Cornwall might seem like an odd setting for a post-apocalyptic novel. But Emily Nation, Alec McQuay’s dark story of family and adventure, shows what a perfect place it is to show characters living on the edge.

The Edge of History

By their nature, post-apocalyptic novels are about living on the edge. The characters struggle to survive in broken cities and barren wastelands. Their societies reflect the jagged outer edge of history, a moment in which civilisation has collapsed, leaving us wondering if it can ever be rebuilt.

That rebuilding is central to Emily Nation. Generations on from a destructive war, the assassin Emily Nation is living in Camborne, a town rebuilt from the ruins. Here, families live lives of relative peace, supported and protected by the likes of Emily. Life hangs by a tenuous thread, and the swiftness with which Emily wipes out her targets is a reminder of how quickly anyone could be snuffed out. But at least the citizens of Camborne are rebuilding with good intent.

Down the road, life in Penzance is very different. Crime lords are rebuilding an economy based on brutality, prostitution, and forced labour. When Emily falls foul of one of these crime bosses, her friends and family suffer the consequences. The peace of Camborne is violated by outsiders, just as a reader’s sense of peace and security is violated by the post-apocalyptic ruins.

Our future balances on a knife edge between prosperity and collapse into McQuay’s speculative ruins. And as the story unfolds, the future Camborne joins us there.

The Edge of Britain

Cornwall is a perfect setting for such a story because it is already a land on the edge. Laying at the south-western extremity of Britain, it is geographically isolated. Even once you get to Cornwall, it can easily take two hours to reach Penzance. Most of the county lies within easy travel of the coast, where rugged cliffs mark the edge of land and sea.

Throughout its history, the people of Cornwall have found themselves living on the economic edge. The food and money provided by fishing are vulnerable to weather and the shifting shoals, fishermen vulnerable to storms. In the tin mines, men literally scraped a living from the dirt, again risking their lives for jobs that could vanish when a seam ran out, and that disappeared forever in the 1980s. The modern economy, dominated by tourism, offers the uncertainties of seasonal work.

This creates a background note of anxiety that matches the breath-taking bleakness of the coastline and its abandoned mines. That anxiety fosters a conservatism that led many in Cornwall to vote to leave the European Union, despite the benefits it brought the county. Living on the edge means living in uncertainty, and that pushes people towards the comfort of a conservative outlook.

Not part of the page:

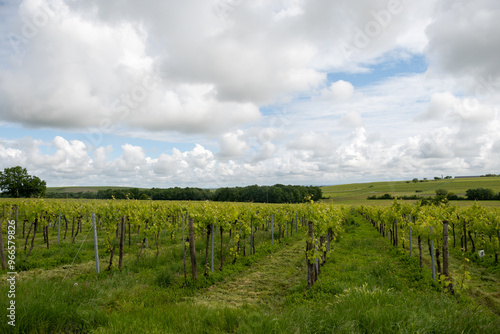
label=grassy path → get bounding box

The Forward Edge of Progress

This is where Emily Nation takes a different path from its setting.

The book embraces sexual diversity, starting with the protagonist’s marriage to another woman. It holds up alternative family units as just as valid as the traditionally mum, dad, and their own kids. It shows the systemic oppression that comes when desperate people accept desperate jobs, giving cruel economic masters power over them. Racism is exposed in all its hypocrisy through the struggles of mutant miners. The biggest driver for destruction is effectively the arms trade.

The values of the book lie left of centre, at least in a British context. Having a gay female protagonist shouldn’t be unusual, yet is still a radical act, pushing genre fiction towards greater representation. The women in the book are just as capable as the men in exactly the same fields, and it’s not an issue. This is a progressive book that lives on the edge in a positive sense, at the forward edge of current reforms in society and representation.

The Two Edges

Like the blade that features prominently in its final act, Emily Nationhas two edges. One is a dark edge, exposing the insecurities that come not only in a post-apocalyptic future but in any part of the world where life and livelihoods are uncertain. The other edge shines brightly, slicing through traditional expectations, joining with other great speculative fiction in trying to set people free.

Sure, this is an action story, one dominated by fights, chases, and explosions. But it’s an action story with a thematic richness, made all the more satisfying by its distinct and evocative setting.